1. Regularly Deep Clean Your Closet

How often do you clean your custom closets? Maybe you get the itch every spring to go through your wardrobe and donate what no longer fits. The closet is roomier, at least.

Cleaning so little like this will be to your detriment. Insect species like silverfish, beetles, and flying insects will take to an unclean environment like your closet and use it as a breeding ground. You can typically tell this has happened if you see bug droppings and flying bugs each time you enter your closet.

If it’s gotten to that point, then before you do anything else, make sure you get in touch with your exterminator. Then, once your custom closet is cleared of insects, keep it cleaner in the future.

It’s not enough to open the closet, go in there, and do some light dusting. You want to treat your closet to a deep clean every three or four months. That means picking things up off the floor and shelves to see what’s underneath as well as moving clothes to vacuum and dust those inaccessible areas.

It’s a pain to do this, sure, but it’s one of the more reliable means of keeping bugs out of your custom closets.

2. Wash Your Clothes Before Storing Them in the Closet

Washing Machine
The definition of clean clothes is different for lots of people. For example, if you wear a pair of jeans once, some people think that those jeans are still clean if you didn’t sweat much. Others would wash them immediately.

The latter habit is a good one to continue if you want to keep bugs away from your closet. Even if your clothing isn’t sweaty or stinky, after a day of wearing it, it’s still covered in all sorts of bug attractants. From perfume to hair, food stains, and dirt, insects will swarm straight for the dirty clothes.
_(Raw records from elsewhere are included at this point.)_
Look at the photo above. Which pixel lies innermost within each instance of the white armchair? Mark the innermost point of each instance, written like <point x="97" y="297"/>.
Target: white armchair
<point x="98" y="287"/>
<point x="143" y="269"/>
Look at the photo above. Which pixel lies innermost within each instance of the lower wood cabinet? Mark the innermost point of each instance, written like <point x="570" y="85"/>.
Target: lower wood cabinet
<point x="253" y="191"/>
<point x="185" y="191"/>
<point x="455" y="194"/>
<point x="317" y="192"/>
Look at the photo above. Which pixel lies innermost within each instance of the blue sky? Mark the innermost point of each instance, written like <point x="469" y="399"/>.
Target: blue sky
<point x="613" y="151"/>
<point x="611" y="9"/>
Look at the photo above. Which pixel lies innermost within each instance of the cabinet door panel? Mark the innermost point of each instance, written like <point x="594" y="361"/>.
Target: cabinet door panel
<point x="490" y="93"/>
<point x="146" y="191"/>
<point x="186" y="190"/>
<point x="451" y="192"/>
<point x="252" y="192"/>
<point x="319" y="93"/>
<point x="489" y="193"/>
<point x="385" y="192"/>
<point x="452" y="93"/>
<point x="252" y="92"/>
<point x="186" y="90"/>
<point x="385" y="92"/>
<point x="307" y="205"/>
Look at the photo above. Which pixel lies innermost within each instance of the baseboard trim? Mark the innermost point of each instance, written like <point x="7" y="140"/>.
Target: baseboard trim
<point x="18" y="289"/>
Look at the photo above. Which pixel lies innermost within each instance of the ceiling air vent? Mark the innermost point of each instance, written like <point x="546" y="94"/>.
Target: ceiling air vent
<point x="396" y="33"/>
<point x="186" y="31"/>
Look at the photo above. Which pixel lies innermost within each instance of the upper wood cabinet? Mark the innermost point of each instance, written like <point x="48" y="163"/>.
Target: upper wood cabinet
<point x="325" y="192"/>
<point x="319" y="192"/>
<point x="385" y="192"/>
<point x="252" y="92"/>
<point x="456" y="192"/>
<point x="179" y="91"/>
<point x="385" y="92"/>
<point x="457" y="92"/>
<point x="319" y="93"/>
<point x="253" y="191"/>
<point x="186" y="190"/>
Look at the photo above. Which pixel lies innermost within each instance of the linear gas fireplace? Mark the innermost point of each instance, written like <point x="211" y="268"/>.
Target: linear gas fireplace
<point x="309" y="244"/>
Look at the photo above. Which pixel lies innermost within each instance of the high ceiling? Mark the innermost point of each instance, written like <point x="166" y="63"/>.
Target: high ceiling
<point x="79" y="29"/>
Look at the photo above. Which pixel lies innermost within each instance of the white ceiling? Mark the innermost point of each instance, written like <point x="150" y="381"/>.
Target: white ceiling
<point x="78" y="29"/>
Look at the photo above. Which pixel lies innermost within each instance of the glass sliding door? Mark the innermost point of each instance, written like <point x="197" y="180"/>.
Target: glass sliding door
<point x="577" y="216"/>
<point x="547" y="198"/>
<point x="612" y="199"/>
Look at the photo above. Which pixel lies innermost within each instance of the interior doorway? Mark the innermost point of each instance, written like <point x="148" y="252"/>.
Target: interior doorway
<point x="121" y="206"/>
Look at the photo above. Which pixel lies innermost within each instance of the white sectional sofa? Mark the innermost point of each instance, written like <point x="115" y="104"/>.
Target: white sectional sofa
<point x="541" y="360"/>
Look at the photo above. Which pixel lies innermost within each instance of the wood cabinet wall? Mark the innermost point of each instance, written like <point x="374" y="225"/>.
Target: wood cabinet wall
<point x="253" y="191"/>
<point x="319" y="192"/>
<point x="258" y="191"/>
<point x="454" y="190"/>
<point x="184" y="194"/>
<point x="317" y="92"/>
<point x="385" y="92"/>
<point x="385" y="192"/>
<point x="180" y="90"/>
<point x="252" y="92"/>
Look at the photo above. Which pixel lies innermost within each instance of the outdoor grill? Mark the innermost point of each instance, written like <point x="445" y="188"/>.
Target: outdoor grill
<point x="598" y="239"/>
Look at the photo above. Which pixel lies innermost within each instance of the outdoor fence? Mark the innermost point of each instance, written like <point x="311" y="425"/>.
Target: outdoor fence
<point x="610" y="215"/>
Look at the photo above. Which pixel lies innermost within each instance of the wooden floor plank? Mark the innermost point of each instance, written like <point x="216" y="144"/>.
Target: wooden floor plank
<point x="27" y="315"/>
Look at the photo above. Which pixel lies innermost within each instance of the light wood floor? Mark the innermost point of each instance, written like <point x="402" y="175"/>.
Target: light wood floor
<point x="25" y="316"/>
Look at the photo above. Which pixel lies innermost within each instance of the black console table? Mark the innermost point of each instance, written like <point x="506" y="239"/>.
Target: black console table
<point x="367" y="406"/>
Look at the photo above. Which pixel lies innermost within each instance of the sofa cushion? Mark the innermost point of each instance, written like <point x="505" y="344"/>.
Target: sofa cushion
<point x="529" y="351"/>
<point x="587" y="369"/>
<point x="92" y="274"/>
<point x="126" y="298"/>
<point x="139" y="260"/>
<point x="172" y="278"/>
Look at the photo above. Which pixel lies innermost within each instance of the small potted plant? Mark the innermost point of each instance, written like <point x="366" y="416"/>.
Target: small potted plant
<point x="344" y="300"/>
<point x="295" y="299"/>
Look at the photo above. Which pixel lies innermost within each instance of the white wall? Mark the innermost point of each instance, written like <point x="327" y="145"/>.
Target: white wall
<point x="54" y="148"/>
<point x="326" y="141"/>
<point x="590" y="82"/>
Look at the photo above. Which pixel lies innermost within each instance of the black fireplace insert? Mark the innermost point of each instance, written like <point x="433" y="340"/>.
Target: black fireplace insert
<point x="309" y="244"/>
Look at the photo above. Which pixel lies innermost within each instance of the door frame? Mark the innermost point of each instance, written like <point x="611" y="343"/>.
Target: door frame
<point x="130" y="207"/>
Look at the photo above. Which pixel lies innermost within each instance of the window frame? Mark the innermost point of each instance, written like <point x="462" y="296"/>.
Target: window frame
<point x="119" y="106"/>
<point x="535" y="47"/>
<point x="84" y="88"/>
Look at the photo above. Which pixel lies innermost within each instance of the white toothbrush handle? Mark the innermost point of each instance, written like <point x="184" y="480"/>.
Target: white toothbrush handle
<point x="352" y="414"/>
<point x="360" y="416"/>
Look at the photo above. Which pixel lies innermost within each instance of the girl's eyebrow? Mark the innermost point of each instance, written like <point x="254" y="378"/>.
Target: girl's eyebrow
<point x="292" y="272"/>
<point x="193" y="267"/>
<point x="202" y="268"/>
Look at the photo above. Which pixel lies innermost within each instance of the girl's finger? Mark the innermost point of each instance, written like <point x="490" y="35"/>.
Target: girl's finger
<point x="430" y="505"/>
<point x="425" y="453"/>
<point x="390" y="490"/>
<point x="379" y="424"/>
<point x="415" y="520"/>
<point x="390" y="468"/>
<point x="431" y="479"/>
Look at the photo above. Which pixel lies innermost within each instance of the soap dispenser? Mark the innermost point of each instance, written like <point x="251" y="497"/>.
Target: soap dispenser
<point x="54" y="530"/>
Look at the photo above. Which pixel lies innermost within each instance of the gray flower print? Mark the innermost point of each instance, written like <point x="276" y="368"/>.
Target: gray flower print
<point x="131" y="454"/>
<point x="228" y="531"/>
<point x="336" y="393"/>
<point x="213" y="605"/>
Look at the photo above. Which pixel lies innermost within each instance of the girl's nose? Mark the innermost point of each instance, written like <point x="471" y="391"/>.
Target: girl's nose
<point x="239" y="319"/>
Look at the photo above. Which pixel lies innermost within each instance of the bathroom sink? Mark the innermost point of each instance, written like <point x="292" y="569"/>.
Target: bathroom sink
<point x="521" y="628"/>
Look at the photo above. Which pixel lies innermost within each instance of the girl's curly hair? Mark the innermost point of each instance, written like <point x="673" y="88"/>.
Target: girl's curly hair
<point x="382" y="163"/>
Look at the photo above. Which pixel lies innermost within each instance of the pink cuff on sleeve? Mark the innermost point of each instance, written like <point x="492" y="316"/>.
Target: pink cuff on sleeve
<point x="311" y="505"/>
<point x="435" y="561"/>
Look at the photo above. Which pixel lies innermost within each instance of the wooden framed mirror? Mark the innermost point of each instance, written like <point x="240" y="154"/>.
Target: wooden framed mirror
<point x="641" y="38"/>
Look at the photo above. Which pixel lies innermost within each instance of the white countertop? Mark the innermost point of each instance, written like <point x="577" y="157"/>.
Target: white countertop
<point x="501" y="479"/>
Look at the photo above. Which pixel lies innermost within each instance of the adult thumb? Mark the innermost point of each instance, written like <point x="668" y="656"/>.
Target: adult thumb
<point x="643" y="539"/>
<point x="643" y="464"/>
It’s doubly important to clean leather, wool, and silk garments before adding them back to your custom closet, as clothes moths love to feast on these materials in particular.

What if you have clothes that you’re holding onto but you don’t regularly wear? These can accumulate dust the longer they sit in your closet, so please don’t neglect this part of your wardrobe. Either wash these rarely-the worn clothes yourself or head to your dry cleaner and let them do it.

3. Ask Your Dry Cleaner to Pass on the Starch

If you do visit the dry cleaner often, please request that they don’t treat your clothes with starch going forward. 

This can be tough to do, as starch is beneficial in a lot of ways. Starching your dry-cleaned clothes creates a seal around each fiber. This can prolong the lifespan of your clothes, allowing you to go upwards of three wears before going back to your dry cleaner.

You’ll also find that your garments don’t have as many wrinkles when they’re starched. If you do have to grab the ironing board, you don’t struggle to iron your clothes nearly as much as you do when ironing clothing without starch.

Long-term though, starch can pose several problems. It may cause clothing fibers to fray and break if the starch residues get deep into the threads. Starch can irritate your skin, leaving you itchy and red. Most importantly, insects love to feast on clothing starch.

Each time you go to the dry cleaner’s and they add starch to your clothing, you’re giving the bugs in your home a free meal. Unless a garment absolutely needs it, get into the habit of requesting that your dry cleaner skip the starch.

4. Use a Closet Insect Repellant

You’ve started cleaning your custom closets more often. You now ensure nothing that enters the closets is dirty, and you don’t get your garments starched at the dry cleaner anymore. Still, you’re having a bug problem you can’t quite overcome.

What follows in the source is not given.